棒立ちの麻太郎に業を煮やした初音は両腕でどんと身体を突いて、麻太郎をその場に押し倒した。初音は倒れ込んだ麻太郎の上に跨り、その両肩を抑え付けた。麻太郎はなされるがまま初音を見上げ、初音は麻太郎を見下ろした。それでも初音の顔は蝋燭の焔の影となり、その仔細が見えることは無かった。だがそれは問題ではない。その時、麻太郎が見ていたのは華の姿だったのだから。

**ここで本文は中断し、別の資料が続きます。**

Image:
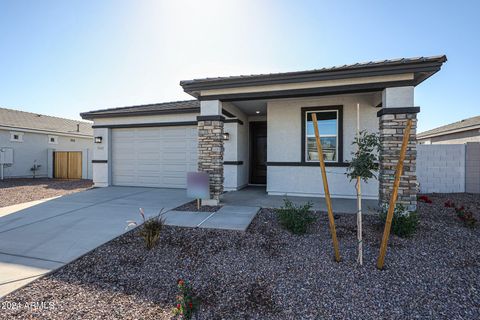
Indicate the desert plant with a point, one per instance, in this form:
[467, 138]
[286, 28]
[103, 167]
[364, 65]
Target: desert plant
[151, 228]
[35, 168]
[466, 216]
[404, 222]
[425, 199]
[295, 219]
[363, 165]
[187, 303]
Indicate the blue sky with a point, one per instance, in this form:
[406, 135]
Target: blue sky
[65, 57]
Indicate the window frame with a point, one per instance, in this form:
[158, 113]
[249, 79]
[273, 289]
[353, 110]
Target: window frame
[339, 110]
[55, 138]
[16, 133]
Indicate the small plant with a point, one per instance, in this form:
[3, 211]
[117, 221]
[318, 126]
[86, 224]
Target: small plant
[404, 222]
[151, 228]
[187, 304]
[449, 204]
[425, 199]
[365, 160]
[35, 168]
[295, 219]
[466, 216]
[363, 166]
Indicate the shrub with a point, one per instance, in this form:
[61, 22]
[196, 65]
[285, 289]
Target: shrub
[449, 204]
[186, 302]
[295, 219]
[425, 199]
[151, 228]
[404, 222]
[466, 216]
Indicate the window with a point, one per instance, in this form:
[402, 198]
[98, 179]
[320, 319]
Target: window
[329, 121]
[16, 136]
[53, 139]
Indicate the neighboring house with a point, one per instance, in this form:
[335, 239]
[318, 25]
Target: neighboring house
[257, 129]
[464, 131]
[448, 158]
[59, 147]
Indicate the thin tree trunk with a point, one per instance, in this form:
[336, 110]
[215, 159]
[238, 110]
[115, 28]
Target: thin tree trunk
[359, 221]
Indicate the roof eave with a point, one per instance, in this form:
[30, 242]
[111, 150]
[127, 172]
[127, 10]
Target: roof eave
[425, 68]
[95, 115]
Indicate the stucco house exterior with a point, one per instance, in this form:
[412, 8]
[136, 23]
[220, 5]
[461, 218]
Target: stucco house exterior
[467, 130]
[257, 129]
[28, 139]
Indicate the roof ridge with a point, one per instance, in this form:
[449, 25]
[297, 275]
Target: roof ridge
[44, 115]
[370, 63]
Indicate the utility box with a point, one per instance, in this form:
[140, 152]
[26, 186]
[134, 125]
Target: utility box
[6, 155]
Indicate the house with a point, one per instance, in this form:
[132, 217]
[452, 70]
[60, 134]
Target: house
[257, 129]
[467, 130]
[56, 147]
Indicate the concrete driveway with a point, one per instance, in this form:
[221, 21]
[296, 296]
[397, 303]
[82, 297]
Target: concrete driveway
[44, 237]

初音は少しずつ顔を近づけ、己の唇が麻太郎の唇に触れそうになったところで止まり、含み笑いを漏らした。唇と唇が触れ合う直前、初音は首を右に曲げ、麻太郎の左の首筋に顔を埋め、それから唇を這わせながら艶めかしく舌で舐め上げた。その舌は肩から徐々に上に移動し、左耳元で止まった。初音がその耳たぶを優しく噛むと、女の湿った吐息が麻太郎の耳を満たした。次いで初音は耳たぶを強く噛んだ。その痛みに触発されて咄嗟に体を起こすと、麻太郎は体を入れ替え、今度は初音が下になった。そして両腕で初音の両肩を抑え込んだ。
「麻太郎・・・ あんた・・・」
麻太郎は初音の着物の襟に両手を掛けると、それをぐいと外側に押し広げた。大きく開かれた襟元からは、初音の白くてふくよかな両の乳房が露呈した。初音は、驚きと期待に満ちた顔で麻太郎を見上げた。
「あんた・・・ 女を知ってるんやな? 初心そうな顔して隅に置けんわ、この子・・・」
麻太郎が初音の胸に顔を埋めると、初音は「あははは」と声を上げて笑い、その頭を両腕で抱き締めた。